Setting Pt. 2
- Karmen Wells
- 1 hour ago
- 3 min read
In Part 1 of this topic, I discussed the feeling of a setting. Here, in Part 2, I want to dive into our origins in a place and how it informs a character’s development—as my father wrote in one of his songs, “peoples and places go together.” None of us chooses where we’re born. What part of the world. What ethnicity. What class. And no matter how you alter your life or how often you change locations, you will always be “from” a place. (Ridiculous how we judge each other so disdainfully for circumstances in which we just appear, but I digress.)
Setting has more impact on us than we may realize. Places shape us. For many people, where they come from is who they are. I had a hard time grasping this at a young age. How could I possibly agree to be lumped in with an enormous population spread out across vast landscape? Or find pride in its abhorrent beginnings and the continued impact of that history? I just didn’t understand it. (I can’t tell you how hard it is for me to not turn this into a political post—you can take the girl outta poli-sci, but you can’t take the poli-sci outta the girl.) As a nomad, I go to places with histories I’ve studied and written about in university, and their sense of home and nationalist fervor makes more sense to me than my own. Yet, in my travels, I can attest to jumping on the correction that I am Canadian and not American, so there’s obviously something there.
It’s our responsibility as storytellers to analyze what influence the setting might have on our characters, whether in the moment or how they develop. Writing fiction allows us the opportunity to dig beneath the reflection and ask questions about who we are, how we came to be that way, and how it prompts our interactions with other people. As I always tell my writers, storytelling is an exercise in empathy. This does not mean our characters must be empathetic, or even be likable, but with depth and authenticity, we can provide readers with new perspectives that make them consider experiences and consequences beyond their own. When we enter this world, before we ever know who we are, we are assigned to a place and our shaping begins.

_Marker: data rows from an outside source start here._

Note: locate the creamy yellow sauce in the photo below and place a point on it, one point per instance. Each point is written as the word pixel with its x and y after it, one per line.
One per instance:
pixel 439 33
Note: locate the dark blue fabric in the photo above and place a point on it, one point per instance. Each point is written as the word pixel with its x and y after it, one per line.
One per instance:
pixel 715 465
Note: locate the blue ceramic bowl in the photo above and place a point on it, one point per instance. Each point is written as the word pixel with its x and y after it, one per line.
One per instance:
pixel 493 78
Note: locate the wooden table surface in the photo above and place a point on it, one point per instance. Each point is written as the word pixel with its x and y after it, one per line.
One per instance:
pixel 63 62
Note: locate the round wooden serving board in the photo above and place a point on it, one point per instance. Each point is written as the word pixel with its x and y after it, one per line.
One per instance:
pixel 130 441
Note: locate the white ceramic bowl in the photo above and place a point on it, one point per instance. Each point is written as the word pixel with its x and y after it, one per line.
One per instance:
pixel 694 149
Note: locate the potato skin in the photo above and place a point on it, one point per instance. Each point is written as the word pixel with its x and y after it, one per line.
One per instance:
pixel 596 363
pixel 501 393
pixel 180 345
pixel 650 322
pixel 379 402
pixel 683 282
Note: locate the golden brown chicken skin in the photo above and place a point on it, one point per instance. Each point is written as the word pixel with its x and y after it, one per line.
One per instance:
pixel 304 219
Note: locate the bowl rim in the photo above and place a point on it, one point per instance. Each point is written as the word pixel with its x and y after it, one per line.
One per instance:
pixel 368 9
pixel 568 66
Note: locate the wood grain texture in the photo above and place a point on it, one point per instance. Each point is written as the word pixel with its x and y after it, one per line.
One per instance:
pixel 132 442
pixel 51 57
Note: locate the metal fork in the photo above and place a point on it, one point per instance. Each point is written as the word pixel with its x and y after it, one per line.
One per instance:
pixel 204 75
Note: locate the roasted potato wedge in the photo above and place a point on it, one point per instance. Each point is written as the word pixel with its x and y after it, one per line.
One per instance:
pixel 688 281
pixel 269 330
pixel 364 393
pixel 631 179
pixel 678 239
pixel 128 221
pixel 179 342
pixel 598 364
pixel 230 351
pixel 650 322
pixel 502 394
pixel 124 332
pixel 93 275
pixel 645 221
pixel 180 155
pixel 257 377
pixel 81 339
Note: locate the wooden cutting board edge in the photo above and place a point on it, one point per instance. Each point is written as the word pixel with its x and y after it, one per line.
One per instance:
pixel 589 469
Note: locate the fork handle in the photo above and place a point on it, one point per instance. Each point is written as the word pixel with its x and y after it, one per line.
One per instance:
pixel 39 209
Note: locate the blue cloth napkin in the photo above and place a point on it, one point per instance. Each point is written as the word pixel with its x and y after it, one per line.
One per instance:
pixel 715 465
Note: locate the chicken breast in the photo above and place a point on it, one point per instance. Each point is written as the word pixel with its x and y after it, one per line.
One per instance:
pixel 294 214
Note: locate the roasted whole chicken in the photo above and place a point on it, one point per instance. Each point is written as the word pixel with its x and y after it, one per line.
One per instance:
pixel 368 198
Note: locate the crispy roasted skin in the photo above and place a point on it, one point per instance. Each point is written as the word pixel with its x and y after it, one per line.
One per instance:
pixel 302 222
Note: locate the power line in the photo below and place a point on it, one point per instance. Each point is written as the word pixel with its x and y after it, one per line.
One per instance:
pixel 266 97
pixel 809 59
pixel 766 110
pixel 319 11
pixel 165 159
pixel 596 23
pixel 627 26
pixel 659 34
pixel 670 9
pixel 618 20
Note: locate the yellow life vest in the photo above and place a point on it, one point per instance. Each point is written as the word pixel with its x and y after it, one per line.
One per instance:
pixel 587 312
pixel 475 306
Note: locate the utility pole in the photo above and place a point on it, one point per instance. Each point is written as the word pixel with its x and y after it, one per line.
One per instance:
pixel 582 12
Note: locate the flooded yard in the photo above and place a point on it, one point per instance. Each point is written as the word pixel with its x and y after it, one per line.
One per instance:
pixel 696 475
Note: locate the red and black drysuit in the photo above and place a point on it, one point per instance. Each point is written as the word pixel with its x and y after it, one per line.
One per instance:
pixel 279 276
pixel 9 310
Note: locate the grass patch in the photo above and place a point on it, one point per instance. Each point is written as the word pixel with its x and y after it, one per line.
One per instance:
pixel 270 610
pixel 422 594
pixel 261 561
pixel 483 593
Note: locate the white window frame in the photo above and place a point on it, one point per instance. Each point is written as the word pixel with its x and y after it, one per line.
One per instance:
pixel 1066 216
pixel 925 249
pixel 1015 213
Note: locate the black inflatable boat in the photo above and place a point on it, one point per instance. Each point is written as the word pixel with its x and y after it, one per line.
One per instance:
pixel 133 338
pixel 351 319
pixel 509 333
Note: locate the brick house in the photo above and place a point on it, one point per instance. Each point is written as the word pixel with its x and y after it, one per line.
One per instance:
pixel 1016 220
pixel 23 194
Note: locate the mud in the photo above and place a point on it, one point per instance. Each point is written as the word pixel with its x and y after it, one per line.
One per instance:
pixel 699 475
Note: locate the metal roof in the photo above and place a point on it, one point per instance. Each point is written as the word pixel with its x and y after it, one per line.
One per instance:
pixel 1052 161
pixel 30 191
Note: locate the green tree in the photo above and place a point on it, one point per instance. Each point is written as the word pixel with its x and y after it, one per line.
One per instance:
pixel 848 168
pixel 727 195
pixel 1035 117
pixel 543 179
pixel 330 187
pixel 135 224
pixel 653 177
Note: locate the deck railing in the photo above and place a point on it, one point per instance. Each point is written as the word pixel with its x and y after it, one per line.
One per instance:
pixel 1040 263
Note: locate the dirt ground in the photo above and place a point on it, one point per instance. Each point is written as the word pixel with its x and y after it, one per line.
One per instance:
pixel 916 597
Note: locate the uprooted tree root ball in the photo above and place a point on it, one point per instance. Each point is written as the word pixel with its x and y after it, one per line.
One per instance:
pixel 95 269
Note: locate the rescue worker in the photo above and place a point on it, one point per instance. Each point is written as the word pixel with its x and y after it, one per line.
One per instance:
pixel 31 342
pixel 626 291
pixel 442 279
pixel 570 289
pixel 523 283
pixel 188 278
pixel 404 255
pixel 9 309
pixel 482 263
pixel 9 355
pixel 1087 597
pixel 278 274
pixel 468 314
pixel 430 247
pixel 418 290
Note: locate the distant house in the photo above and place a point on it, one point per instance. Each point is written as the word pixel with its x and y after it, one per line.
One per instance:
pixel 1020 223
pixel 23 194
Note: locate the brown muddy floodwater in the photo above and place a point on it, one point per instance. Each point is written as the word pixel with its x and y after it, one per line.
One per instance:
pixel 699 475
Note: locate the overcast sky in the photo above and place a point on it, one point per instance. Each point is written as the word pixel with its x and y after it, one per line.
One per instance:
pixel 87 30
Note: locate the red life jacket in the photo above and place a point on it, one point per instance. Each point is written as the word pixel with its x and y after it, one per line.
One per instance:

Through the culture and history we inherit, and the stereotypes and assumptions placed on us because of those, we collect the pieces of who we will become. Ideally, we never stop collecting. Most of these pieces are eternally flexible, though some may be more rigid and heavier than others to alter or discard, but that early piece of place stays rooted.
Many of our rooted pieces connect to roots set in other places around the world. And some have their rooted pieces burrowed straight down. As we develop our characters, we may not need to explicitly state details of their every piece, but as the writer, asking these questions flexes the empathy in you, which not only transfers onto the page, but that undercurrent of knowledge will also make your character feel fuller. Whether you are a novice writer or a well-practiced scribe, consider all the ways setting can fuel your story. Self-reflection on where we come from and how it informs who we are is a great place to start when we’re stuck defining and refining our characters.
I know I’m lucky to have been born and to have grown up in the place where I did. I’ve never had to fight for my right to land or had the validity of my identity questioned—as Dad sings, “everybody needs a place to place their body and not worry that they might become extinct.” I’m grateful I was raised to be curious and open about circumstances beyond myself because it has softened others to allow me into their perspectives and experiences, revealing new pieces for my own collection. Winnipeg is place I can feel unique and accepted for every weird, goofy part of me. I know I would have been shaped differently in another setting. But as a nomad, I’ve had the luxury of finding places that feel like home for different parts of me, which has been a gift. So I’ll continue my wandering journey, like the Roma people of my heritage, finding where home feels right and discovering new places where I can enrich who I am and be reminded of how beautiful this planet is for its variety of settings and the people who come out of it.